I just want to know:

  • Are these environment variables standard?
  • Is there a written specification (may be by the OS manufacturers?) that recommends the use of these environment variables?

I agree with BillThor's statement that This is more a convention than a standard.
I don't know the origin of these variables but in case of HTTP on *nix many conventions seem to originate from behavior of libcurl HTTP library and curl command line program.

At https://curl.haxx.se/docs/manual.html there's description of environment variables related to using HTTP proxy which libcurl/curl understands:

ENVIRONMENT VARIABLES

Curl reads and understands the following environment variables:
http_proxy, HTTPS_PROXY, FTP_PROXY

They should be set for protocol-specific proxies. General proxy should be set with
ALL_PROXY

A comma-separated list of host names that shouldn't go through any proxy is set in (only an asterisk, '*' matches all hosts)
NO_PROXY

If the host name matches one of these strings, or the host is within the domain of one of these strings, transactions with that node will not be proxied.

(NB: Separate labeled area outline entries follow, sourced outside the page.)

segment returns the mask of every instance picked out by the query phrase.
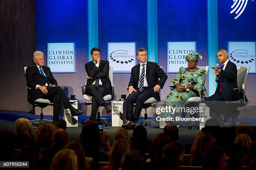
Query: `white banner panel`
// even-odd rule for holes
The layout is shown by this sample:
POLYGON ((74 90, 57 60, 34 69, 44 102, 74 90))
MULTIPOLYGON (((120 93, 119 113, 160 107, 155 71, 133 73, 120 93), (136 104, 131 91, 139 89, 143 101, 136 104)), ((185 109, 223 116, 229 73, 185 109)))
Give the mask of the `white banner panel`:
POLYGON ((48 43, 47 63, 52 72, 76 72, 75 43, 48 43))
POLYGON ((195 41, 168 42, 167 51, 167 72, 178 72, 180 67, 187 67, 186 56, 197 50, 195 41))
POLYGON ((108 60, 114 73, 131 73, 136 65, 136 42, 108 42, 108 60))
POLYGON ((228 51, 229 60, 236 65, 251 66, 249 73, 256 73, 255 42, 229 41, 228 51))

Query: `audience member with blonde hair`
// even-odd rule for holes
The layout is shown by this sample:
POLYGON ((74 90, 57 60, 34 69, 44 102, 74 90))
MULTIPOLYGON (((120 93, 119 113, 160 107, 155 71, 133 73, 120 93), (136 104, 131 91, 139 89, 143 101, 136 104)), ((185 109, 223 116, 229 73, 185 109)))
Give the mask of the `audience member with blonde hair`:
POLYGON ((29 120, 21 118, 15 120, 15 130, 18 135, 24 135, 30 137, 32 135, 32 126, 29 120))
POLYGON ((35 142, 41 148, 51 148, 52 134, 57 129, 53 124, 41 124, 36 129, 35 142))
POLYGON ((109 165, 102 167, 100 170, 118 170, 125 152, 131 149, 130 144, 123 139, 116 140, 109 151, 109 165))
POLYGON ((212 136, 206 132, 198 133, 194 139, 190 153, 191 159, 189 164, 193 166, 201 166, 203 158, 208 148, 214 145, 215 140, 212 136))
POLYGON ((251 143, 251 138, 245 133, 238 134, 235 140, 235 143, 240 143, 247 150, 249 150, 251 143))
POLYGON ((15 127, 17 133, 15 136, 15 149, 21 149, 26 145, 34 142, 32 126, 28 119, 21 118, 16 120, 15 127))
POLYGON ((87 170, 90 169, 87 165, 85 154, 82 145, 78 142, 69 142, 65 146, 64 149, 70 149, 74 150, 77 157, 78 170, 87 170))
POLYGON ((51 164, 51 170, 77 170, 77 157, 74 150, 64 149, 54 155, 51 164))
POLYGON ((118 139, 123 139, 125 140, 128 142, 129 144, 131 145, 131 139, 130 136, 129 136, 128 131, 125 129, 120 128, 118 129, 116 132, 115 132, 115 136, 114 136, 113 143, 118 139))

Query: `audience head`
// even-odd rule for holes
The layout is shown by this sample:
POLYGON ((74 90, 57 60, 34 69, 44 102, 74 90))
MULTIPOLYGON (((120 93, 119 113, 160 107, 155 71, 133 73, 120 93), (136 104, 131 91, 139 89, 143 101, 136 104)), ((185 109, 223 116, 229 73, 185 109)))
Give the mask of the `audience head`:
POLYGON ((14 151, 15 135, 6 130, 0 129, 0 160, 10 160, 14 151))
POLYGON ((204 157, 203 167, 207 170, 224 170, 228 168, 227 157, 223 148, 212 146, 208 148, 207 153, 204 157))
POLYGON ((143 157, 139 151, 129 150, 125 152, 122 159, 122 170, 140 170, 143 163, 143 157))
POLYGON ((165 133, 159 133, 155 136, 152 143, 149 153, 149 158, 152 160, 162 157, 163 148, 167 143, 171 142, 171 139, 165 133))
POLYGON ((191 147, 190 165, 201 165, 203 157, 207 148, 213 146, 215 142, 212 136, 206 132, 197 134, 191 147))
POLYGON ((87 169, 85 155, 82 145, 78 142, 69 142, 66 145, 64 149, 70 149, 74 150, 77 157, 78 169, 86 170, 87 169))
POLYGON ((41 148, 51 148, 52 134, 56 129, 57 128, 51 124, 39 125, 36 131, 35 142, 41 148))
POLYGON ((111 169, 118 170, 124 153, 130 150, 130 144, 123 139, 116 140, 109 151, 109 163, 111 169))
POLYGON ((58 129, 63 129, 64 130, 67 129, 67 122, 64 119, 55 120, 54 123, 58 129))
POLYGON ((251 138, 245 133, 238 134, 235 140, 235 143, 241 143, 247 150, 250 148, 251 142, 251 138))
POLYGON ((242 120, 239 122, 238 126, 236 126, 236 132, 238 134, 245 133, 251 135, 253 128, 251 124, 246 120, 242 120))
POLYGON ((92 120, 85 122, 80 135, 80 142, 86 156, 94 157, 97 154, 100 141, 100 134, 97 123, 92 120))
POLYGON ((32 126, 29 120, 21 118, 15 121, 15 130, 18 135, 23 135, 30 137, 32 135, 32 126))
POLYGON ((173 142, 166 144, 163 150, 163 158, 169 162, 173 169, 179 169, 182 165, 185 149, 179 142, 173 142))
POLYGON ((129 136, 128 131, 125 129, 120 128, 118 129, 116 132, 115 132, 115 133, 113 143, 115 142, 116 140, 117 140, 118 139, 123 139, 125 140, 128 142, 131 145, 131 139, 130 138, 130 136, 129 136))
POLYGON ((179 129, 177 128, 177 126, 175 125, 170 124, 166 125, 164 128, 164 132, 167 133, 172 142, 177 141, 179 137, 179 129))
POLYGON ((69 149, 64 149, 58 152, 52 158, 50 169, 77 170, 77 157, 74 150, 69 149))
POLYGON ((247 150, 241 144, 230 144, 227 148, 226 153, 230 160, 240 166, 244 165, 247 158, 247 150))
POLYGON ((52 145, 62 149, 69 142, 68 134, 63 129, 58 129, 54 132, 52 138, 52 145))
POLYGON ((140 140, 141 141, 145 141, 148 139, 147 130, 144 126, 137 126, 134 128, 133 131, 133 140, 140 140))

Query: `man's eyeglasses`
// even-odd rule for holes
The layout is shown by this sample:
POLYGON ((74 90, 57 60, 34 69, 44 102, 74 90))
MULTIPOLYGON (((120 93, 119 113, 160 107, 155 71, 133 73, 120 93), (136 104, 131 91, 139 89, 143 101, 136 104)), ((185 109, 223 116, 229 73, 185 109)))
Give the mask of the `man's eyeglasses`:
POLYGON ((187 62, 188 62, 189 63, 195 63, 196 62, 197 62, 197 61, 196 61, 196 60, 188 61, 187 62))

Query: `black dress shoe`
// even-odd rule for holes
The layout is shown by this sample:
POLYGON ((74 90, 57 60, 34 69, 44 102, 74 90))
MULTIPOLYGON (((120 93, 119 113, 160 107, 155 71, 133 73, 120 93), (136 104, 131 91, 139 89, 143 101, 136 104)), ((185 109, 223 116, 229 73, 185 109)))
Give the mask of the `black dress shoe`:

Please notice that http_proxy is spelled lowercase as the only one among these variables. Some libraries/programs look for lowercase names of these variables whereas others look for upppercase names. To be safe one should define both lowercase and uppercase versions of each variable.

Another issue is that cited description of how host names are matched against NO_PROXY is not precise and does not answer the following questions:

  • Should values be fully qualified domain names (FQDN) thus ending with a dot like foo.example.com. or not?
  • Should foo.example.com match only this one domain or should it also match any subdomain like bar.foo.example.com? If the latter then should it also match any subdomain in any subdomain like bar.baz.foo.example.com?
  • Is .foo.example.com (dot at the beginning) allowed and if so then what should it match ?
  • Is asterisk (*) allowed as part of value (*.example.com, *example.com) and if so then how is it treated?

Lack of formal specification leads to confusion and bugs. Here one has to mention libproxy library which aims to provide correct and consistent support for proxy configuration. From project's home page:

libproxy exists to answer the question: Given a network resource, how do I reach it? It handles all the details, enabling you to get back to programming.

Further reading:

  • Issue I raised against curl – Please document syntax and semantics of NO_PROXY environment variable.
  • Python's issue – urllib: no_proxy variable values with leading dot not properly handled and related SO question – Python 2.7.13 does not respect NO_PROXY and makes urllib2.urlopen() error with “Tunnel connection failed: 403 Forbidden”

This is more a convention than a standard. It is likely supported by one or more protocol handler libraries which actually make the connections. Java uses similar properties in its protocol libraries.

Understanding and using common conventions makes development much simpler. It also helps implement the principle of least surprise and make programs more likely to just work.